Fifty Shades of Shady: Copyright Piracy, Copyright Trolls, and the Bellwether Porn Trial
If you've ve been living under a rock, Fifty Shades of Grey was the latest world craze in the Female friendly pulp romance novel after the Twilight phenomenon. Twilight's hook was a romantic vampire, leading to a world Vampire craze. German to this blog is that in this craze the romantic protagonist is not a vampire, but a sex-obsessed but romantic and loveable S & M addict (Sadomasochism). Apparently the book was so irresistable that new Fifty Shaeds book have flown off shelves and suddenly vidoes with explicit sexual content, notable S&M video with pulp plot and intimate explicit sex scenes aimed at women, has become somewhat legitimate. Rumors of a baby boom and other signs of world peace have flared up, including a new market for what is commonly called porn. Many men have never touched the book but thanked a higher power for seemingly universal consumption of this, uh, novel. In fact it is likely this phenomenon that spurred said blogger's interest and the approval to write it.
THE COPYRIGHT LAW ON SEXUALLY EXPLICIT MATERIAL
CNBC
recently published an interesting series of articles about the adult internet
and film business. It seems speculative (virtually none of the business
involves public corporations) but it estimated this loose confederation of
studios and websites as a $14 billion industry. A brief look at the dockets
shows powerhouse Biglaw firms, with the whitest of white shoe reputations
representing the megaproducers in big money cases. However, there is paltry
writing in the Biglaw blogosphere about piracy of adult video, which involves
smaller high volume instances of stealing by mostly individuals.
The reality
is that the volume is so high in the aggregate that piracy overwhelms the
business, and Biglaw cannot make money off of it. So they must look elsewhere.
Since the adult industry is embattled in the first place, it would behoove it
to hire lawyers and inform them to hew carefully to a strategic plan that
carefully protects their reputation. Many lawyers either don't know or aren't
mature enough to do that on their own.
THE ADULT
EMPIRE STRIKES BACK AND GETS A LEGAL AND PR BACKLASH
Forbes published an article highlighting the feats of an apparently proud attorney who allegedly self -describes as a "copyright troll" proclaiming that he has made millions writing these letters and gobbling up settlement money. Recently, the same lawyer was sued for "extortion" tactics in Liuxia Wong v. Hard Drive Productions, Inc. 4:12-cv-00469 (N.D. Cal. filed Jan. 30, 2012). The case has already settled.

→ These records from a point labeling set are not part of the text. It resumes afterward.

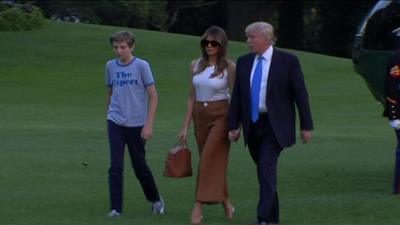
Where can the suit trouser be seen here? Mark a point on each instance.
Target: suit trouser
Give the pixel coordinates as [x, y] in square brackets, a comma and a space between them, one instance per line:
[265, 150]
[120, 136]
[396, 177]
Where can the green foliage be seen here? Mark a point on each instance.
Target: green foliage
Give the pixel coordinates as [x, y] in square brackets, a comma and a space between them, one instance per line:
[126, 13]
[18, 19]
[53, 119]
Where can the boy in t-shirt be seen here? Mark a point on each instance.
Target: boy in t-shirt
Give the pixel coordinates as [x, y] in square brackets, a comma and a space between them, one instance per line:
[130, 119]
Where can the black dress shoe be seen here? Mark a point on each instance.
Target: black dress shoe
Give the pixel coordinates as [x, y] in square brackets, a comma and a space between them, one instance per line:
[262, 223]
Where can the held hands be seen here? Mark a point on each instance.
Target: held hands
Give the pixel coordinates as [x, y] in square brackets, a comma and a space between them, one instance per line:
[234, 135]
[306, 136]
[147, 132]
[183, 135]
[395, 124]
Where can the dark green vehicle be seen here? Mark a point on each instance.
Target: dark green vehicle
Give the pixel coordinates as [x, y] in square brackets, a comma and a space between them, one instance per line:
[374, 43]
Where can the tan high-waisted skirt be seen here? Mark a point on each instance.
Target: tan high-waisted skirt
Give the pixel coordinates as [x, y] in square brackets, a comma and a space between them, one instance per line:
[211, 131]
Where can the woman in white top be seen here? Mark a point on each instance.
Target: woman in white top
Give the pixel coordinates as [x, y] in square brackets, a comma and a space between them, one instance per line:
[212, 77]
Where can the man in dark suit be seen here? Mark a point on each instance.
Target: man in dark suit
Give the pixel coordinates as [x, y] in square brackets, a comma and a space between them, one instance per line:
[269, 82]
[392, 98]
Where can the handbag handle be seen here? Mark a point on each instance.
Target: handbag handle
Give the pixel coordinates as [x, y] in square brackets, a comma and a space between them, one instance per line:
[182, 143]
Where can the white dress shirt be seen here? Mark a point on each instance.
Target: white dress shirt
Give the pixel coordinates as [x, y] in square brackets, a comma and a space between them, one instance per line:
[266, 63]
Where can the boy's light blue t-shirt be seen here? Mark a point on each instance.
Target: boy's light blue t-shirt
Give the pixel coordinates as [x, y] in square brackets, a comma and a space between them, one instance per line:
[128, 105]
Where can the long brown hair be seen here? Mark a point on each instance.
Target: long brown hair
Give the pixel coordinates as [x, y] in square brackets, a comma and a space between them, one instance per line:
[222, 63]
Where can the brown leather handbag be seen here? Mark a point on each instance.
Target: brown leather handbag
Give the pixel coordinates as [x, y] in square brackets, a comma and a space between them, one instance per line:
[179, 161]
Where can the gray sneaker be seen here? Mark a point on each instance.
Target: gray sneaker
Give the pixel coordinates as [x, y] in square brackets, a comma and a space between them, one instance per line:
[114, 213]
[158, 207]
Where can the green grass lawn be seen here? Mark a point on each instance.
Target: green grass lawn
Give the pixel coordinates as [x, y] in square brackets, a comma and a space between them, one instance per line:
[52, 118]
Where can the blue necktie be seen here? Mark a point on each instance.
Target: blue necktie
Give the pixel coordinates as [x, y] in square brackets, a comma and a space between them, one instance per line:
[255, 89]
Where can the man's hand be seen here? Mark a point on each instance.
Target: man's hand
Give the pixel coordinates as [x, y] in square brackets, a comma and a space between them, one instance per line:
[306, 136]
[234, 135]
[395, 124]
[147, 132]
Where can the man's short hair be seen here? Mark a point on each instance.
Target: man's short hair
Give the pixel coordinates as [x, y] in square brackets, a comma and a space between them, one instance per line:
[266, 29]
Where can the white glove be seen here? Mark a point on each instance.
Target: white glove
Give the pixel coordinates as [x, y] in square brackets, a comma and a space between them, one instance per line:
[395, 124]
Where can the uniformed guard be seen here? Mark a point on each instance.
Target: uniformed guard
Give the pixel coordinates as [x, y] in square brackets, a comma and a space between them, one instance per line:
[392, 98]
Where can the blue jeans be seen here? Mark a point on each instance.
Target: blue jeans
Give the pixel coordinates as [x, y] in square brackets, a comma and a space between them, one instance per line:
[120, 136]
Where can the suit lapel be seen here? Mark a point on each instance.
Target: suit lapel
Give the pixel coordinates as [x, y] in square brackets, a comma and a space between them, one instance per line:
[247, 69]
[272, 69]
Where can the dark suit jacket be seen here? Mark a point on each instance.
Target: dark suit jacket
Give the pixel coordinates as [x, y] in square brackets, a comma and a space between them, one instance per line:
[392, 84]
[285, 88]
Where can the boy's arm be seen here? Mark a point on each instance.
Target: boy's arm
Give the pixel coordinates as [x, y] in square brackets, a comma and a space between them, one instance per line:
[108, 98]
[147, 130]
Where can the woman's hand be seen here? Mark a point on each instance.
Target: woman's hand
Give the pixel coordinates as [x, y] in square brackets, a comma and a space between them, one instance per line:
[183, 135]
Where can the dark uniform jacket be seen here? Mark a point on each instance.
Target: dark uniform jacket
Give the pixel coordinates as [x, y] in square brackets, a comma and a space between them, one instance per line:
[392, 87]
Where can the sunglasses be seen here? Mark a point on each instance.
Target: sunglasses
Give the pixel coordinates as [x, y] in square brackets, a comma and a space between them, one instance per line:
[213, 44]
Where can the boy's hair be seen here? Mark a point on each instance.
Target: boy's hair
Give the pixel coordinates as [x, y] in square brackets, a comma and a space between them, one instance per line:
[123, 36]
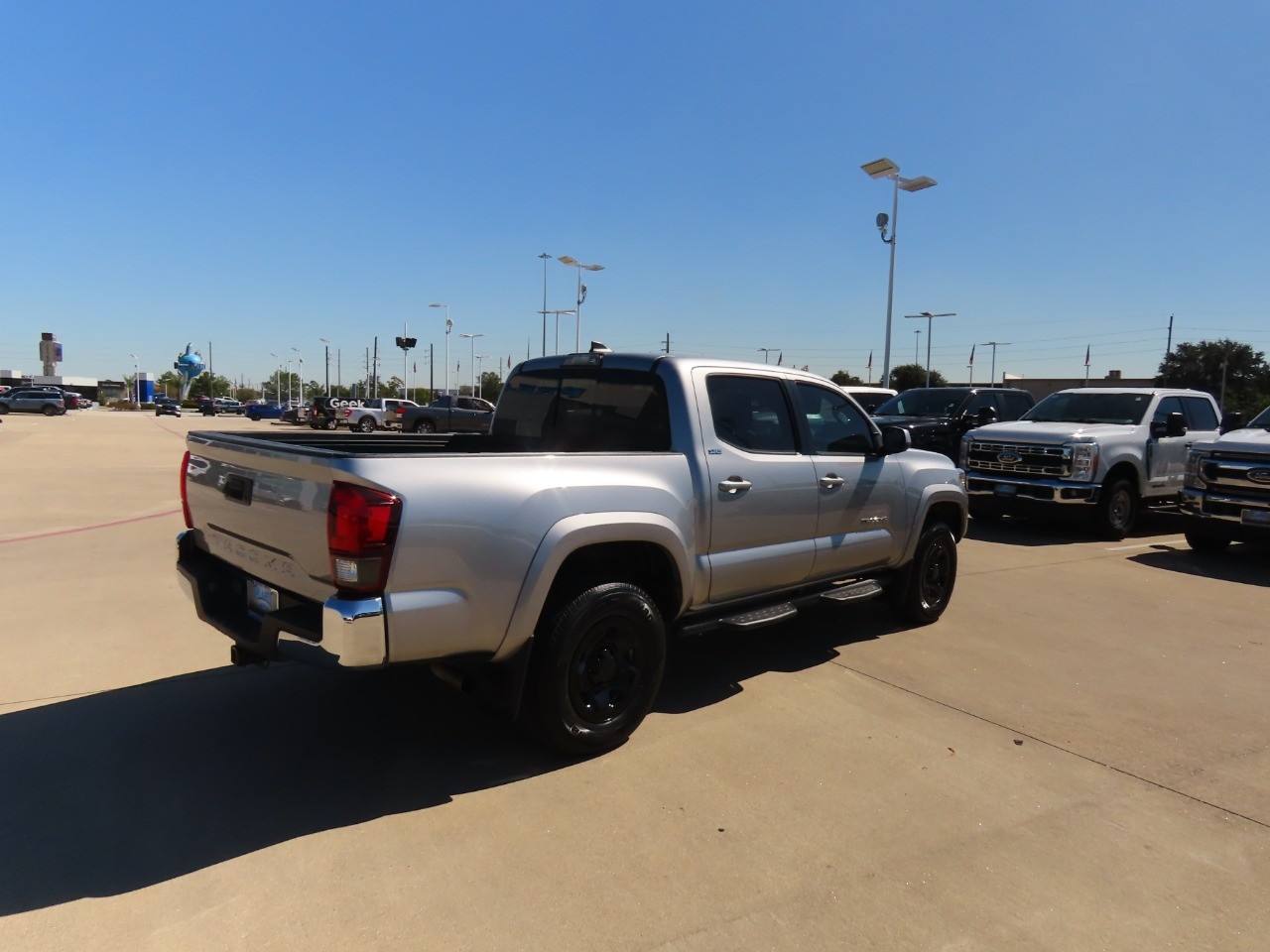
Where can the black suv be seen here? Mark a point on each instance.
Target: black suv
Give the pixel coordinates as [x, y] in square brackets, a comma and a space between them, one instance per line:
[937, 417]
[33, 400]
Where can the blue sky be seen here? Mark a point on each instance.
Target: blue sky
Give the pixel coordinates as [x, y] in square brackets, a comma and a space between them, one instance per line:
[258, 176]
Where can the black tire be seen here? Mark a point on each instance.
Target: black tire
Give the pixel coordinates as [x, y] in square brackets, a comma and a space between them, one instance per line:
[926, 585]
[1116, 509]
[595, 669]
[985, 512]
[1203, 543]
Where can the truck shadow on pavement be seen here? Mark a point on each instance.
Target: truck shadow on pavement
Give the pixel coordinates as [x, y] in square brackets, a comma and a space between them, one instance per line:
[1066, 529]
[1243, 563]
[113, 792]
[710, 667]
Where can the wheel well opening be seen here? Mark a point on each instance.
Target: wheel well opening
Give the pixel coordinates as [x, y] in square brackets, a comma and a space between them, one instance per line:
[947, 513]
[1123, 471]
[642, 563]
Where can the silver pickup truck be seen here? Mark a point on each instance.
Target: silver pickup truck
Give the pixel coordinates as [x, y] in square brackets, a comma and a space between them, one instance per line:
[617, 500]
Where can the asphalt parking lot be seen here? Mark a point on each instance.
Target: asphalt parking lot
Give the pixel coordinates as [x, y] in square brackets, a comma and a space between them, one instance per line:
[1074, 758]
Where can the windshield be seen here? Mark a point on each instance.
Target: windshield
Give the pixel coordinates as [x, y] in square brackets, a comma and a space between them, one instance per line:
[924, 402]
[1125, 409]
[1261, 420]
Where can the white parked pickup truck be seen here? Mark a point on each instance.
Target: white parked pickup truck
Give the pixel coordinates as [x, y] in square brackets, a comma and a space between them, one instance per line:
[617, 500]
[1227, 492]
[1098, 449]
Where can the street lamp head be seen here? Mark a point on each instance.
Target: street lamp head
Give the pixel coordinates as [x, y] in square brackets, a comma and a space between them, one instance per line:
[917, 184]
[880, 169]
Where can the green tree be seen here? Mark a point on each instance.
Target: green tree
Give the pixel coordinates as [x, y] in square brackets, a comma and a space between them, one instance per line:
[207, 385]
[1232, 372]
[913, 375]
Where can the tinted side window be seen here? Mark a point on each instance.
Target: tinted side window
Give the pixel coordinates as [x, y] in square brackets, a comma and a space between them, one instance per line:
[1169, 405]
[1012, 405]
[979, 402]
[749, 413]
[834, 422]
[1201, 414]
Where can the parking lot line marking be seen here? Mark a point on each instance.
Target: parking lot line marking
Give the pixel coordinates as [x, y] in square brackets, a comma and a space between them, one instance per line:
[89, 529]
[1147, 544]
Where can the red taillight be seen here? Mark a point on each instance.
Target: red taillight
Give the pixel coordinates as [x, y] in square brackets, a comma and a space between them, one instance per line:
[185, 498]
[361, 531]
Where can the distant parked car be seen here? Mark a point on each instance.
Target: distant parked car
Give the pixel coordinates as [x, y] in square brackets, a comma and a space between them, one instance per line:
[263, 412]
[33, 400]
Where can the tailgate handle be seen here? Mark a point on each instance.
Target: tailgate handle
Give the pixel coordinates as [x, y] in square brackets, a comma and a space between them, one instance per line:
[238, 489]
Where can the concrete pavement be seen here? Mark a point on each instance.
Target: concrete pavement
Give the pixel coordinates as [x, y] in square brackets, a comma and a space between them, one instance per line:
[1072, 758]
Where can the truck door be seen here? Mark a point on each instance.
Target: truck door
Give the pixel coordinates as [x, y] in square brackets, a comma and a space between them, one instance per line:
[860, 497]
[1169, 453]
[762, 493]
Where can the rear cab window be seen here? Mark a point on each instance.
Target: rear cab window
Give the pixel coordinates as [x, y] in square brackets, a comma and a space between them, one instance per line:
[589, 409]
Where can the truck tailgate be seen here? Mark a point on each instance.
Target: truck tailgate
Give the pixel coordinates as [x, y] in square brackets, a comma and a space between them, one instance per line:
[263, 509]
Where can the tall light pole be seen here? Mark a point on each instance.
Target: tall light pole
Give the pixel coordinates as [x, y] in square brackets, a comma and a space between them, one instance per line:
[929, 317]
[277, 379]
[449, 326]
[558, 326]
[405, 344]
[581, 294]
[887, 169]
[472, 338]
[302, 359]
[545, 258]
[994, 344]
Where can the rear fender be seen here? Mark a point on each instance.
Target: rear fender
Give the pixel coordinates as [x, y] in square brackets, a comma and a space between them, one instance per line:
[576, 532]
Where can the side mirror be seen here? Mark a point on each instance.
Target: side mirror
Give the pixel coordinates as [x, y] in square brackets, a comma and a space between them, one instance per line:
[1232, 421]
[894, 439]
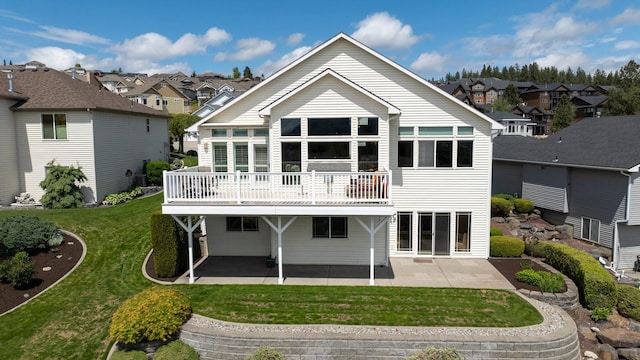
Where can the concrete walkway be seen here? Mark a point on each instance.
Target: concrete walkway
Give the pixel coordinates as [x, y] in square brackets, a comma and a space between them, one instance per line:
[439, 272]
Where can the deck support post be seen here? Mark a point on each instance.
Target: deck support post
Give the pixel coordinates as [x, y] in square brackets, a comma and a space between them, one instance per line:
[372, 229]
[189, 227]
[279, 229]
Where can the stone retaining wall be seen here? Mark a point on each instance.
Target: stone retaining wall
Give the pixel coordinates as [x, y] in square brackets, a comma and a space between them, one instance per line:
[555, 338]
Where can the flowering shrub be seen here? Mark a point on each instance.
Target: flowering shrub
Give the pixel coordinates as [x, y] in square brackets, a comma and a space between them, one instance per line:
[153, 314]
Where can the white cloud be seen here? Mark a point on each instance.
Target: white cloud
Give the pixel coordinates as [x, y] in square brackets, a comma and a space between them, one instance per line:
[153, 46]
[429, 62]
[627, 44]
[248, 49]
[270, 67]
[383, 31]
[295, 39]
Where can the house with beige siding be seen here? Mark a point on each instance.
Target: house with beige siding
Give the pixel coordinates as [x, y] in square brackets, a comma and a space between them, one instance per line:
[586, 176]
[48, 115]
[342, 157]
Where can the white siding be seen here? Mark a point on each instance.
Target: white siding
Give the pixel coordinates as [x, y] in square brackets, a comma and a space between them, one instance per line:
[8, 160]
[34, 152]
[122, 143]
[634, 199]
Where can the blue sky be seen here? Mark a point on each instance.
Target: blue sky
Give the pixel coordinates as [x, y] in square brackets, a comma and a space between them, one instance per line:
[429, 38]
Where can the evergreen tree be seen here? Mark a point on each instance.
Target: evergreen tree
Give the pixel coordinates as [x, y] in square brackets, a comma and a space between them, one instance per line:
[564, 114]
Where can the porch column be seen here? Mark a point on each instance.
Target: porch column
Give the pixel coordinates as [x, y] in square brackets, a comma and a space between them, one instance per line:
[372, 229]
[279, 229]
[189, 227]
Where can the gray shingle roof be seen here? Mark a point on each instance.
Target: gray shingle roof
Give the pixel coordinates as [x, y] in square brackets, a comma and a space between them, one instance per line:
[51, 89]
[610, 142]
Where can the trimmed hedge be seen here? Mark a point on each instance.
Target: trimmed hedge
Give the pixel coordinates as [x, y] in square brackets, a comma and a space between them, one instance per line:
[153, 314]
[523, 206]
[506, 246]
[170, 247]
[500, 206]
[596, 287]
[629, 302]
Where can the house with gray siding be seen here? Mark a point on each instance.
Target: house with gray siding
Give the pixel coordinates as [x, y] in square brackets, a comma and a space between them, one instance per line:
[342, 157]
[47, 115]
[586, 175]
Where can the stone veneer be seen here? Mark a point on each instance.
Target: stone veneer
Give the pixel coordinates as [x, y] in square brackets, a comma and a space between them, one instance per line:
[555, 338]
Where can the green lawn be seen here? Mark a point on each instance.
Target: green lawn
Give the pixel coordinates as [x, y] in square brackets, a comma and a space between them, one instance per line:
[71, 320]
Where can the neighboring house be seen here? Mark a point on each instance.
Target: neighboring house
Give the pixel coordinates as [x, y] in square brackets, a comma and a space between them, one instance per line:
[513, 124]
[342, 157]
[586, 175]
[48, 115]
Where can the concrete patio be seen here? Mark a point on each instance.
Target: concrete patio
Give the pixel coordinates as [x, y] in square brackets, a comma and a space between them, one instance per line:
[439, 272]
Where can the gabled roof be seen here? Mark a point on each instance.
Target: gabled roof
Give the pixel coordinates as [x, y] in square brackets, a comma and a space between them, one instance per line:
[345, 37]
[328, 73]
[607, 143]
[48, 89]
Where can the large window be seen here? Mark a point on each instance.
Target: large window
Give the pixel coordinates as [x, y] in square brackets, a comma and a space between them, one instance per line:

More ominously, judges have angrily thrown out such piracy lawsuits, swayed by concern that little effort has been done to ethically do the footwork necessary to weed out innocent victims of Wi-Fi trespass or hacking from the overwhelmingly guilty horde of young males committing piracy. See “A new record: 9,729 P2P porn pushers sued at once” (http://arstechnica.com/tech-policy/2010/11/a-new-record-9729-p2p-porn-pushers-sued-at-once/). Supposedly, in one instance, a particular anti-piracy lawyer filed 200,000 lawsuits against Bittorrent users. These chickens are coming to roost, however, as a judge for the District Court for the Eastern District of Pennsylvania ordered a bellwether trial to fight such cases in 2013. Forty-eight of the cases referred to the judge were named either Malibu Media, Inc. v. John Does or Patrick Collins, Inc. v. John Does. The judge selected five of the defendants for the bellwether trial, which will be going forward soon. This trial will set a huge precedent for the winner: either the adult industry or the free information supporters.
HOW THE
ADULT INDUSTRY CAN DO THIS THE RIGHT WAY EVEN IF THEY LOSE THE TRIAL
Moreover, although the case law is sparse, I know in Georgia that the Computer Fraud statute may be applicable for the trespass to wifi, although I have not researched it yet and am at the moment just throwing it out there. Computer Trespass is part of the law and there is a private right of action. I am not sure fully its application in this scenario but it could be an idea to find out who the trespasser is and they could well be liable to indemnify the IP address holder. And voila, no scamming old ladies, no harassment, no black eye. I have a lot of following up to do on this and will update as I learn more.
Now, doing
the right thing in all these instances makes the cases less profitable for the
company and their lawyers. What the industry could do, in that case, is hire
outside counsel under the old way of doing things. Instead of paying a cut of
the winnings, pay the lawyer a retainer for a set amount of hours and cases
filed that allows the lawyer to do right by their reputation. They can file a
specified volume of cases with the ability to prosecute them the right way—a
way that will not anger judges, the media, or alleged perpetrators. The lawyers
can still make money and do the right thing.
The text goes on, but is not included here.